Pillbox

PIX Indy Comics Expo showcases community

Returning for its second year, the PIX Indy Comics Expo was held this weekend on the top floor of Guardian Storage in the Strip District. The venue seemed odd at first, but as soon as the elevator door opened on the sixth floor, visitors could understand why it was chosen. The large, open space was perfect for the event: high ceilings, plenty of natural light, exposed brick walls, and beautiful wood floors.

The sense of community among artists was the first thing that stood out upon entering the Expo. The artists were hanging out at each other’s tables, promoting their friends and catching up. Some even had their children with them. The Expo was as much a social event for them as an opportunity to sell their work.

Bill Boichel, the owner of The Copacetic Comics Company and one of the organizers of PIX, has been involved in the Pittsburgh art and comic scene for a while. According to Boichel, PIX is an expo designed to promote “creator-owned comics” and a way for independent publishers and self-published artists to promote their work.

The artists were a mixture of both local and national artists.

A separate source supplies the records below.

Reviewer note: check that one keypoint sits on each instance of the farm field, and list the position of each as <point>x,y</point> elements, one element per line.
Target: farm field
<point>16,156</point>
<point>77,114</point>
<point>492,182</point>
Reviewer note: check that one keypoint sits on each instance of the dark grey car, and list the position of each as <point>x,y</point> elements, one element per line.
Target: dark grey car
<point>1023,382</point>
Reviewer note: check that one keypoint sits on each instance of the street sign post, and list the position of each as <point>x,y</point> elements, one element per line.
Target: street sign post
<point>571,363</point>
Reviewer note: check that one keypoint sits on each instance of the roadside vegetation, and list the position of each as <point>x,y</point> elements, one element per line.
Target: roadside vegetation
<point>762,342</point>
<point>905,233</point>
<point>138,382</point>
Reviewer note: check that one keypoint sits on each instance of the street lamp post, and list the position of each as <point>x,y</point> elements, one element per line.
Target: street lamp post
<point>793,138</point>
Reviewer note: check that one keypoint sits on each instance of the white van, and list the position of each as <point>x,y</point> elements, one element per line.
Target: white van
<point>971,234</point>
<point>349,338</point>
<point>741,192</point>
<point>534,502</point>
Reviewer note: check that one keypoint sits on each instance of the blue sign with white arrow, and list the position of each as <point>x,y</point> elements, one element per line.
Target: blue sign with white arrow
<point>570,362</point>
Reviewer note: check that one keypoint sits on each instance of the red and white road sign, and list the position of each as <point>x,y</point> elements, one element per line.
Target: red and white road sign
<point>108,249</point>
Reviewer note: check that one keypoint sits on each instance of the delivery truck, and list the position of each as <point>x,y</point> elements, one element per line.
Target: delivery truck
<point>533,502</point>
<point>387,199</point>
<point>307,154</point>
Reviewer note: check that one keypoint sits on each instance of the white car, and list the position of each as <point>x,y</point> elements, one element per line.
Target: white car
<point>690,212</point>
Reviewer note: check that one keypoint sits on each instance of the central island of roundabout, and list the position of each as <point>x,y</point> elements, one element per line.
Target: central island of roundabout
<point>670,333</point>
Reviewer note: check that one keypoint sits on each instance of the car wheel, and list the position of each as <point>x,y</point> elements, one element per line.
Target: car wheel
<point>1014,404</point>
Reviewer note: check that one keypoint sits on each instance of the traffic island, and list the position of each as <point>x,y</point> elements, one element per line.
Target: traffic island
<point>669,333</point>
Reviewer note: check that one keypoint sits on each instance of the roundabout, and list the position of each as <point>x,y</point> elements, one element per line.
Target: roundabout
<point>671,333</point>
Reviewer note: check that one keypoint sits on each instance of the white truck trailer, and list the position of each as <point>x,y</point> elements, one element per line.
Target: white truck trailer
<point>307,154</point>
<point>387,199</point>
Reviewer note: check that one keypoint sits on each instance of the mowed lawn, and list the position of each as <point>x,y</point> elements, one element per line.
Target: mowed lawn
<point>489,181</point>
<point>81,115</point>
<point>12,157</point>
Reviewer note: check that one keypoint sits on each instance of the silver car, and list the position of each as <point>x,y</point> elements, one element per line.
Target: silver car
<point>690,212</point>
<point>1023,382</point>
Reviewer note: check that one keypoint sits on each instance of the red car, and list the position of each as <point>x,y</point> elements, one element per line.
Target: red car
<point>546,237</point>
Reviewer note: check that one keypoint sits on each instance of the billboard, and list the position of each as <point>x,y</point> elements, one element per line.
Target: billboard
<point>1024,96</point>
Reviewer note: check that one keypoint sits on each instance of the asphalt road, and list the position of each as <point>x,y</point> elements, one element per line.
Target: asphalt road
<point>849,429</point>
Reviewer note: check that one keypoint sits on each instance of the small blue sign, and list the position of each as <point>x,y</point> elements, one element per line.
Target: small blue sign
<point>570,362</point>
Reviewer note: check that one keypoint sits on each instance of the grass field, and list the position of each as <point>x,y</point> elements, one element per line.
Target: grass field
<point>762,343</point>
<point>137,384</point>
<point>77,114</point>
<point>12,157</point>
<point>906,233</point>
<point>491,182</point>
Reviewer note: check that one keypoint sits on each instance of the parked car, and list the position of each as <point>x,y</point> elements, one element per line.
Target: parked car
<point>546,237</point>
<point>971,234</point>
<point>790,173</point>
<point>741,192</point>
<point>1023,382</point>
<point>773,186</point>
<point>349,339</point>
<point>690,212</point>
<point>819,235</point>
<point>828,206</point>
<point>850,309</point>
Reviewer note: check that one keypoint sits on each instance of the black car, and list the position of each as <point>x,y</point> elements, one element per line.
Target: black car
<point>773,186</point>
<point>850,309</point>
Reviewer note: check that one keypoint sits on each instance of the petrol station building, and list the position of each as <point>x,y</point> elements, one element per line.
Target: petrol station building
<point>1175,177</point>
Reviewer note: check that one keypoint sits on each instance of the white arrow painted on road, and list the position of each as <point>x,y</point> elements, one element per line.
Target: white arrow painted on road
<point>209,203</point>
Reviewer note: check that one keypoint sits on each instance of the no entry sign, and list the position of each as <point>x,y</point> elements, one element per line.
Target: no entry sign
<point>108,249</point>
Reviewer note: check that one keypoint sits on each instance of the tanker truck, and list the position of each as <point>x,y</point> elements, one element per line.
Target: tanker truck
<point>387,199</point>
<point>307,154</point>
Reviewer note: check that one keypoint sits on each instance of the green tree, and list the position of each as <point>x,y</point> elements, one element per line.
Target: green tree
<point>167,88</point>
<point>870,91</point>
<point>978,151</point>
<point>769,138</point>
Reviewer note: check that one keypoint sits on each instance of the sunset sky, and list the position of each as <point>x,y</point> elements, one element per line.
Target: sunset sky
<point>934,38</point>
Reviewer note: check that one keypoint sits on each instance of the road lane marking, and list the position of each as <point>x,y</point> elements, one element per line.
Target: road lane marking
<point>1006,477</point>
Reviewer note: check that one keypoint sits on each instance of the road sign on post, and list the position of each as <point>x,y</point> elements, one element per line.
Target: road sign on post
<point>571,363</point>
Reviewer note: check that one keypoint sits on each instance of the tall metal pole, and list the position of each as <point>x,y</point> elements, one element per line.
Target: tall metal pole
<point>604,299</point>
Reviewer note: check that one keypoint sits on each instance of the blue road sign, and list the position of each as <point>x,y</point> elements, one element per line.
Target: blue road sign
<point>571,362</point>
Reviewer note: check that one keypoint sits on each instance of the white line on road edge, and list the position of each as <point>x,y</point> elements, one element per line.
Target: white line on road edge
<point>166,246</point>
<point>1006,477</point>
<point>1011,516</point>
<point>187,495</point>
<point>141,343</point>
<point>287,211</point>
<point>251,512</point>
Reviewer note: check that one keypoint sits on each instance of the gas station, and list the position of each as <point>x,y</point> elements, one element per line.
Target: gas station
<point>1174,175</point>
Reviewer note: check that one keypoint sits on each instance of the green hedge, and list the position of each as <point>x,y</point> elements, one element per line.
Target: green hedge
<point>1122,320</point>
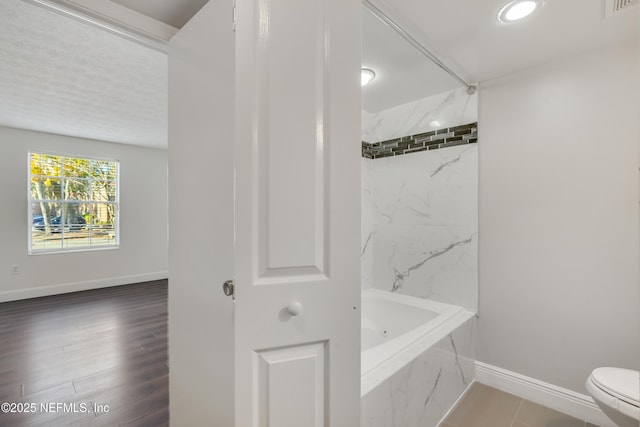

There were even a few Carnegie Mellon students and alumni with tables set up, including Juan Fernandez, a senior linguistics major, and Lizzee Soloman. Soloman, who graduated from Carnegie Mellon in 2011 with degrees in fine arts and Hispanic studies, is now an artist in the Pittsburgh area. According to Soloman, her life is all about self-motivation and balance. She said that comics are the perfect medium for her art because “you can make as many copies as you want and go around selling them at various expos,” allowing her to “continue to produce artwork and still pay the bills.”

The artists were also diverse in age, ranging from current college students to artists who have been in the business for more than 25 years. Wayno, a freelance writer and illustrator based in Pittsburgh, has been involved with comics since the 1980s. He began self-publishing his work and then moved around with various alternative publishers. According to Wayno, the comic scene in Pittsburgh is strong, and it is a good place for him to work as a freelancer.

Many of the artists who were at the Expo are based in Pittsburgh, and some are nationally and internationally recognized for their work. According to Andy Scott, a Pittsburgh-based illustrator, “There is definitely a strong [comic] scene here,” and there are more cartoonists here than in most of the cities he’s visited. With places like Copacetic Comics and the Toonseum (one of only three museums in the United States dedicated to cartoons), there are plenty of opportunities for artists and illustrators to share their work in the community.